L’été est synonyme de soleil, de chansons légères, de bronzage, de plage, de piscine, de sable, de glaces… Et, bien sûr, de festivals de musique ! Peu importe s’il fait 40 degrés à l’ombre : ce qui compte, c’est que vous allez pouvoir être en festival en recevant des jets d’eau, en dansant avec des inconnus, en écoutant vos artistes préférés avec les meilleures chansons qui vous ont accompagnés toute votre vie. Ça vous semble être un plan parfait et inégalable ? Eh bien, il est temps de vous donner un seau d’eau froide (pas littéralement, car à cette période, c’est apprécié) avec 3 documentaires Netflix sur des festivals qui ont mal tourné absolument incroyables. Si après vous décidez de payer l’entrée d’un autre, c’est à vous de voir.
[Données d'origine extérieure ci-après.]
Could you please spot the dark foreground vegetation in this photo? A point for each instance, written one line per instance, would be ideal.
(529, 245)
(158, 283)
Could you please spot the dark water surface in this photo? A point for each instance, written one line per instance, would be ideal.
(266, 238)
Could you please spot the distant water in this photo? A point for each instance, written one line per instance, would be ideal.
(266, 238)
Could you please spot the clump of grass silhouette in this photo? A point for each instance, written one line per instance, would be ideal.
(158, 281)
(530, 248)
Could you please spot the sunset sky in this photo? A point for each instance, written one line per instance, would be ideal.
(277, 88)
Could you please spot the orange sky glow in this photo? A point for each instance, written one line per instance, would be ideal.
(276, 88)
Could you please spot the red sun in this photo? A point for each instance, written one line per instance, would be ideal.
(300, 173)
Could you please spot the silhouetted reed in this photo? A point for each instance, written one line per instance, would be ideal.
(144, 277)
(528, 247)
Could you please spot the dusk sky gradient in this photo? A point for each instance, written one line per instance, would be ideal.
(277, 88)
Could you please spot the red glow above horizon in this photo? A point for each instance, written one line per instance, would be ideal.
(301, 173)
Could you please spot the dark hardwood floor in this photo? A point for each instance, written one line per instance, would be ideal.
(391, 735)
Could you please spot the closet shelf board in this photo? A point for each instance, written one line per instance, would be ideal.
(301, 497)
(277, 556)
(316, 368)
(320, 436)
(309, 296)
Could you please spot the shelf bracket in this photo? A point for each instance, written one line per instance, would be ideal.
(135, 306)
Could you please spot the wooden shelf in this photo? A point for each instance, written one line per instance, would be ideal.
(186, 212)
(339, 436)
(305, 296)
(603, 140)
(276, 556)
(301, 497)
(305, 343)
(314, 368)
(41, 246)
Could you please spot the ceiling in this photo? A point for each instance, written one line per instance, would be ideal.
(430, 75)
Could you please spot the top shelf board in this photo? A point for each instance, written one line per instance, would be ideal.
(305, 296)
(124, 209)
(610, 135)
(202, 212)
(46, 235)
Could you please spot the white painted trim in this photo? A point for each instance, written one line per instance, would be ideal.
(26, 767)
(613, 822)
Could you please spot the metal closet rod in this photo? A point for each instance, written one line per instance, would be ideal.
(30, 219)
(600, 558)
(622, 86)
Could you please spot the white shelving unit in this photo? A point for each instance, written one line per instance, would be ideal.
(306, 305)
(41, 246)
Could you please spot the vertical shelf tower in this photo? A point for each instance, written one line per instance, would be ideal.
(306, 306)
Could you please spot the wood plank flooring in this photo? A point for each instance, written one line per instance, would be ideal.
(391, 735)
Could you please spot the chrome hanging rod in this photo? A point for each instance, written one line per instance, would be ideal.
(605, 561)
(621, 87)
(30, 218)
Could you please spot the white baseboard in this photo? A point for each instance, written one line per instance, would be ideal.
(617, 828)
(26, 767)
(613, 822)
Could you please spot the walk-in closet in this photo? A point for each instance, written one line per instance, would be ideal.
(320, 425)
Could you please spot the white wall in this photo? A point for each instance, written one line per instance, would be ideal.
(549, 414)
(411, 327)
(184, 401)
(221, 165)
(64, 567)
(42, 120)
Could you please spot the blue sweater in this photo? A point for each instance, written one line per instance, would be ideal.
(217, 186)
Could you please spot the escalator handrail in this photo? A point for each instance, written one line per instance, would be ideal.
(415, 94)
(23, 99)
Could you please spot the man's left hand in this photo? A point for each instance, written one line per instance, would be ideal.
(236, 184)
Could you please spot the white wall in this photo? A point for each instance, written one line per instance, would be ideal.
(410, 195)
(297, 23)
Fyre : la fête la plus exclusive qui n’a jamais eu lieu
Le 28 avril 2017 devait être gravé en lettres d’or dans l’histoire du monde des influenceurs. Tout le monde – ou du moins, tous ceux qui comptaient sur les réseaux sociaux – étaient appelés à assister au Fyre Festival, qui devait se dérouler à Great Exuma, une île des Bahamas pouvant accueillir environ 5000 personnes. Quel était le problème ? Billy McFarland, le directeur et créateur du festival, trompait tout le monde : ni la nourriture n’était de première classe (vous avez la photo de couverture pour le vérifier), ni les chambres n’étaient autre chose que des tentes pleines de boue, ni l’hygiène du lieu ne garantissait que vous ne rentriez pas chez vous avec plusieurs infections.
Le fiasco a été montré jour après jour par les participants au festival grâce surtout à Instagram, et il reste dans l’histoire comme l’une des erreurs les plus catastrophiques de l’histoire. Le documentaire de Netflix parle des raisons de l’échec, de la société de l’époque (qui est la nôtre, en vérité), de comment beaucoup se sont laissés emporter par une vidéo et quelques recommandations d’influenceurs de confiance. Vous allez rire aux éclats, c’est promis. L’autre face de la médaille se trouve dans ‘Fyre Fraud’, de Max. Il parle de la même chose, mais pas de la même manière, et la somme des deux documentaires vous fera comprendre pourquoi cela s’est produit.
Fiasco total : Woodstock 99
Oui, bien sûr que vous connaissez Woodstock, le mythique festival de musique de 1969 qui a tant été évoqué dans des milliers de films, séries et livres de tous types. Woodstock représentait la liberté, l’amour, tout ce que le mouvement hippie symbolisait. Cependant, 30 ans plus tard, la société était très différente de celle-là : elle était plus en colère, exigeait de faire ce qu’elle voulait, ne comprenait pas ce concept de « paix et amour » et ne s’y intéressait pas. Organiser un autre festival avec le même nom était un non-sens… qui a fini avec trois morts et des délits de toutes sortes commis durant la nuit du 24 juillet 1999.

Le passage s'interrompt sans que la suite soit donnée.